Log Management for Lemmy Deployed via Docker with Graylog

07/30/2023: Initial draft.

I no longer run Lemmy due to the extreme risks caused by the current implementation of media sharing, the software faults that result in there not being a manageable way to moderate and remove content safely, and the responses from the developers to the ongoing threats that activity like that is currently causing anyone running a server.

I would not recommend utilizing Lemmy for anything until there's better safeguards to keep yourself and your users safe, but I'm leaving these instructions up as they may be helpful to others regardless.

Graylog is an open-source log management and SIEM based on OpenSearch and one that I'm quite fond of due to the well-developed alerting, import, and filtering options that set it apart from other options, like an ELK stack.

This isn't intended to be a completely comprehensive outline of every single way you could log from Lemmy to Graylog, but rather a rough template to get the data ingested into Graylog so you can start tweaking for the metrics and alerts that are important to you once you've got the logs there.

First, I'm going to assume a Docker-based deployment.  The following instructions rely on Docker logging, so while the Graylog setup instructions are fairly universal, everything covering ingesting the data relies on Docker functionality.

Setting up Graylog via Docker is pretty easy and they provide comprehensive instructions on a Docker deployment, along with an example docker-compose.yml file.  The deployment I've used is essentially their default docker-compose.yml example, with just a single change to accommodate the GeoLite2 City database for GeoIP enrichment.

In the Graylog service block, I added an additional volume directive to allow access to the MaxMind GeoIP database file needed for this to work:

- "/home/lemmy/GeoLite2-City.mmdb:/etc/graylog/server/GeoLite2-City.mmdb"

You can obtain this database for free at MaxMind's site, but you'll need to register.

Once you've deployed Graylog and it launches, the next step will be to configure an Input to ingest the logs from the Lemmy Docker containers.

The top menu bar has a System menu, and you want the Inputs option in that menu.  

From there, you'll want to select GELF UDP from the dropdown, and then Launch new input.

Image showing where to add the GELF UDP driver

The only modification I made there was to fill in the required title field.  I left the Bind, Port, and other configurations alone.  Depending on your network and where the Graylog server is located, the GELF UDP input may not be the right choice for you, but as all of this is running on the same local network for me, it didn't really matter (and UDP is the "fastest" input for Graylog).

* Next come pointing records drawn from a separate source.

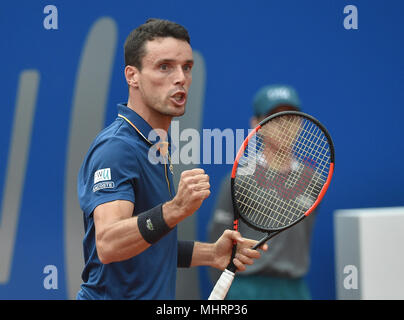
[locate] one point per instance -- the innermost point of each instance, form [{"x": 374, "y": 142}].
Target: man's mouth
[{"x": 179, "y": 97}]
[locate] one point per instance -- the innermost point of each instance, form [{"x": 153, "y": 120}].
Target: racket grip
[{"x": 222, "y": 286}]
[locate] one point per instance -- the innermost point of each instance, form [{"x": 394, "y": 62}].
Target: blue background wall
[{"x": 352, "y": 80}]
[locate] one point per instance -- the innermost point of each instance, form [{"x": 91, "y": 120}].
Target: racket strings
[{"x": 282, "y": 171}]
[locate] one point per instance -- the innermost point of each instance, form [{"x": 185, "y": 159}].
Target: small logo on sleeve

If it's successful, you should see a new block under the header of the Local input that shows the new Input.

Image showing a successful creation of a new input

If you do, then congrats: the Input you need for Docker to write to Graylog is created and active, and we're ready to move on to the next steps.

Next up, you're going to want to adjust your nginx logs to output specifically formatted JSON and to write it to stdout.  Docker takes the stdout and pushes all of it to Graylog over the GELF driver, so you won't need to log files or run anything that parses and ingests logging like you would with a more traditional ELK stack.

You just need to add a bit of configuration information to the nginx.conf file specifying the log format, and then two directives for the access_log and error_log to write in that format.

My configuration is in the nginx.conf file, and it's part of the http block.

http {

    log_format graylog2_json escape=json '{ "timestamp": "$time_iso8601", '
             '"remote_addr": "$remote_addr", '
             '"body_bytes_sent": $body_bytes_sent, '
             '"request_time": $request_time, '
             '"response_status": $status, '
             '"request": "$request", '
             '"request_method": "$request_method", '
             '"host": "$host",'
             '"upstream_cache_status": "$upstream_cache_status",'
             '"upstream_addr": "$upstream_addr",'
             '"http_x_forwarded_for": "$http_x_forwarded_for",'
             '"http_referrer": "$http_referer", '
             '"http_user_agent": "$http_user_agent", '
             '"http_version": "$server_protocol", '
             '"nginx_access": true }';

access_log /dev/stdout graylog2_json;
error_log stderr warn;

Save and restart, and the Docker container's log output should now be showing you the access and error logs from nginx in properly formatted JSON.

Once you've got the logs exporting as JSON, it's time to update your docker-compose.yml file to include a few pieces of information so that it will log via the Docker GELF driver.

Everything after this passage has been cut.